Although Trump’s administration could make aspects of the ACA difficult for those trying to enroll, experts believe a full legislative repeal, requiring 60 Senate votes, on day one or even in the first 100 days, is unlikely. Moreover, without a proper replacement plan in place, a repeal or substantial reconciliation bill will certainly be met with outrage from both the public and health advocacy organizations.
Guard against cyberattacks
Trump says he will establish a cyber-review team made up of members of the military, law-enforcement agencies and private sector.
He wants to audit the security of the federal government’s computer systems and strengthen the hacking division of the US military.

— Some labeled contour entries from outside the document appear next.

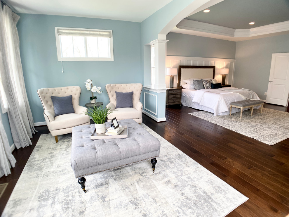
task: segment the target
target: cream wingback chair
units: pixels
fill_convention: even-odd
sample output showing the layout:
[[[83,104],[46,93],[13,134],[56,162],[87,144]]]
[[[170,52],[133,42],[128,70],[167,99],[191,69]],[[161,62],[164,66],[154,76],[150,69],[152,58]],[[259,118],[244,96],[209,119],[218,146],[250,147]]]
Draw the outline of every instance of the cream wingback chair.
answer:
[[[43,106],[43,114],[48,129],[51,135],[55,137],[56,142],[58,142],[57,136],[71,132],[74,127],[90,124],[89,116],[83,114],[87,108],[79,105],[79,97],[81,92],[80,87],[72,86],[44,88],[39,89],[37,92]],[[55,118],[51,96],[66,97],[70,95],[72,96],[74,113],[61,115]]]
[[[142,122],[142,104],[140,101],[140,94],[142,89],[141,84],[109,84],[105,89],[109,97],[110,102],[107,107],[111,107],[114,111],[107,117],[109,121],[114,117],[118,120],[133,119],[137,123]],[[133,108],[116,108],[116,98],[115,92],[127,93],[133,91]]]

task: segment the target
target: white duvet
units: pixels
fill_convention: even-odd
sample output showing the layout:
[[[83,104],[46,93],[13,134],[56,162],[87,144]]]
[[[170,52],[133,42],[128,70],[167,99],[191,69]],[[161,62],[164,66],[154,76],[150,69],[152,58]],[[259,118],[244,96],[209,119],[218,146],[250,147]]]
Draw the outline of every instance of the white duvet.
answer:
[[[203,89],[196,91],[192,101],[212,109],[214,116],[216,116],[218,114],[228,111],[231,102],[246,98],[260,99],[256,93],[252,91],[224,87],[222,89]]]

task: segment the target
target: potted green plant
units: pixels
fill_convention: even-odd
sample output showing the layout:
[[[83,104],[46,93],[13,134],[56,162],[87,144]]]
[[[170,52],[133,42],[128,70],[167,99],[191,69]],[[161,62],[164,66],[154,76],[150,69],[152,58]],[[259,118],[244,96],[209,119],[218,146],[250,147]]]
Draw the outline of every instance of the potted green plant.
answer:
[[[95,123],[95,131],[97,133],[105,132],[105,118],[114,111],[111,107],[107,108],[103,106],[98,106],[95,105],[93,108],[88,107],[87,111],[83,114],[91,117]]]

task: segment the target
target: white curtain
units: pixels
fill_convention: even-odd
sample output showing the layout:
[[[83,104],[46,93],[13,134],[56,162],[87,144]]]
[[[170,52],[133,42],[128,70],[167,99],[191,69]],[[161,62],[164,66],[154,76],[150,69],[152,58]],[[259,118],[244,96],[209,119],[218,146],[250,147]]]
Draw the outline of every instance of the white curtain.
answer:
[[[8,104],[11,132],[18,149],[31,144],[29,138],[37,132],[33,125],[20,59],[16,28],[19,18],[8,7],[0,7],[0,77]]]
[[[11,154],[6,132],[0,116],[0,177],[11,173],[10,168],[15,166],[16,160]]]

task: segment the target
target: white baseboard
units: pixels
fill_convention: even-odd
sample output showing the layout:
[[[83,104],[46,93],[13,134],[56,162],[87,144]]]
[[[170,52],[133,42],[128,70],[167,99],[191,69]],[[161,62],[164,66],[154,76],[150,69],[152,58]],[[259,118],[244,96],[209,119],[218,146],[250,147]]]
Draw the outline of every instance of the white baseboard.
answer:
[[[166,118],[158,118],[150,114],[148,112],[147,112],[144,110],[142,110],[142,113],[145,114],[146,115],[148,116],[150,118],[152,118],[154,120],[155,120],[157,122],[161,122],[161,121],[165,121],[166,120]]]
[[[46,121],[42,122],[36,122],[34,123],[34,126],[37,127],[37,126],[42,126],[42,125],[47,125]]]
[[[10,147],[10,149],[11,150],[11,153],[14,151],[14,149],[16,148],[16,147],[15,146],[15,144],[13,143],[12,144],[12,145]]]

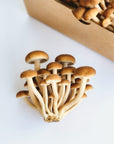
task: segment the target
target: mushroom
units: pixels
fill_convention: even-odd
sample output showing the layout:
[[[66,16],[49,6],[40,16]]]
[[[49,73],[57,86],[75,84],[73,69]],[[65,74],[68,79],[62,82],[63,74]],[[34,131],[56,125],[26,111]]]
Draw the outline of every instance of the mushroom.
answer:
[[[75,63],[75,58],[69,54],[62,54],[55,58],[56,62],[59,62],[63,65],[63,67],[67,67],[69,65],[73,65]]]
[[[73,100],[68,101],[65,105],[60,107],[59,109],[60,118],[65,111],[67,111],[70,107],[72,107],[73,105],[75,105],[76,103],[80,101],[81,97],[83,96],[85,92],[87,79],[93,77],[95,74],[96,74],[96,71],[92,67],[89,67],[89,66],[79,67],[76,69],[75,77],[82,79],[82,82],[80,84],[80,89],[79,89],[77,96]]]
[[[50,103],[49,103],[49,110],[51,112],[53,112],[53,101],[54,101],[54,95],[49,95],[48,99],[50,99]]]
[[[68,80],[62,80],[61,82],[58,83],[58,86],[60,86],[60,91],[59,91],[59,99],[58,99],[58,108],[62,105],[62,101],[65,96],[65,87],[68,86],[70,82]]]
[[[38,71],[40,69],[40,63],[46,62],[49,56],[44,51],[32,51],[30,52],[25,61],[29,64],[34,64],[34,70]]]
[[[34,83],[33,83],[33,77],[36,77],[37,76],[37,72],[34,71],[34,70],[27,70],[27,71],[24,71],[21,73],[20,77],[23,79],[23,78],[26,78],[27,80],[27,83],[28,83],[28,89],[29,89],[29,95],[32,99],[32,102],[34,103],[34,105],[40,110],[42,110],[42,114],[44,116],[44,118],[47,118],[47,114],[45,112],[45,106],[44,106],[44,101],[43,101],[43,98],[42,96],[40,95],[40,93],[37,91],[37,89],[35,88],[34,86]],[[37,98],[39,100],[39,103],[40,103],[40,106],[39,106],[39,103],[37,101]],[[41,111],[40,110],[40,111]]]
[[[48,108],[48,90],[47,90],[47,83],[46,81],[42,81],[40,83],[40,85],[42,86],[42,92],[43,92],[43,100],[44,100],[44,104],[45,104],[45,109],[46,109],[46,112],[49,114],[49,115],[53,115],[49,108]]]
[[[19,91],[19,92],[16,94],[16,97],[17,97],[17,98],[23,97],[23,99],[27,102],[27,104],[28,104],[29,106],[31,106],[32,108],[35,108],[35,109],[36,109],[36,106],[35,106],[32,102],[30,102],[29,99],[28,99],[28,97],[30,97],[30,96],[29,96],[29,91],[27,91],[27,90]]]
[[[84,14],[84,19],[85,20],[93,20],[94,22],[100,24],[100,20],[97,18],[97,14],[99,13],[98,8],[91,8],[87,10]]]
[[[74,74],[74,71],[75,71],[74,67],[66,67],[66,68],[63,68],[61,70],[61,75],[66,75],[67,76],[67,80],[69,81],[69,84],[67,85],[66,92],[64,94],[64,97],[63,97],[63,100],[61,102],[61,105],[63,105],[66,102],[66,100],[68,99],[68,96],[70,94],[71,75]]]
[[[78,7],[76,9],[73,9],[72,13],[78,20],[81,20],[83,18],[85,11],[86,11],[86,8]]]
[[[58,102],[58,90],[57,90],[57,83],[61,81],[61,77],[57,74],[51,74],[47,76],[46,83],[51,84],[53,94],[54,94],[54,104],[53,104],[53,110],[56,116],[58,115],[58,109],[57,109],[57,102]]]
[[[47,65],[47,69],[52,71],[52,74],[57,74],[57,70],[62,69],[62,64],[58,62],[51,62]]]
[[[111,21],[110,18],[105,18],[105,19],[102,21],[102,26],[103,26],[104,28],[107,28],[107,27],[110,26],[110,25],[114,27],[114,23]],[[113,28],[113,30],[114,30],[114,28]]]
[[[98,5],[102,0],[79,0],[80,6],[93,8]]]
[[[105,18],[114,19],[114,8],[108,8],[103,13]]]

Trump also wants to “develop the offensive cyber capabilities we need to deter attacks by both state and non-state actors and, if necessary, to respond appropriately.”
The US government is credited with having some of the most dangerous hacking tools on the planet.
During the final weeks of his campaign, Trump outlined big plans for his first week in office when it came to immigration.
Trump told his supporters that his plan “ends illegal immigration and suspends immigration from terror problem regions.” He also said that he would “stop illegal immigration [and] deport all criminal aliens.”
In his latest video speech, Trump says he will “investigate all abuses of visa programmes that undercut the American worker.” However, he didn’t mention the stand-out campaign promise to build a wall along the US border with Mexico.
In October, Trump said he would call for a two-year mandatory minimum federal prison sentence for those who illegally re-enter the US. He also suggested a five-year minimum sentence for those with prior felony convictions, multiple misdemeanors or two or more previous deportations.
At the moment, there is no mandatory minimum but undocumented immigrants who seek to re-enter the US can face up to two years in prison. Those with felonies face up to 10 years behind bars.
5. Enact lobbying bans
Rounding out his vision for his first 100 days in office, Trump further said he would formulate a rule to eliminate old regulations when new ones are made; impose a five-year ban on executive officials becoming lobbyists and a lifetime ban on them lobbying on behalf of foreign governments; and direct the Department of Labor to investigate abuses of visa programmes that undercut American workers.
Trump’s promise to “drain the swamp,” has focused his ire on lobbyists. The promise goes back to Mr Trump’s goal of making sure that people aren’t using the government to enrich themselves and using their service in government to do that. During his interview on “60 Minutes,” Trump conceded that his transition team was littered with DC insiders.
“Everybody’s a lobbyist down there,” he said.
The transition process has been bumpy, but for Donald Trump this is the easy part. In a few days from now, the moment will come for him actually to govern. What could possibly go wrong? Plenty. Trump’s plan explains the U-turns he has been signalling on a raft of pledges that were at the core of his campaign for US President, from pretending that climate change is a hoax to his appetite for sending Ms Clinton to jail for her email violations. Those who supported him will relish the impression of action. But many, especially the more ardent among conservatives, will question what is missing.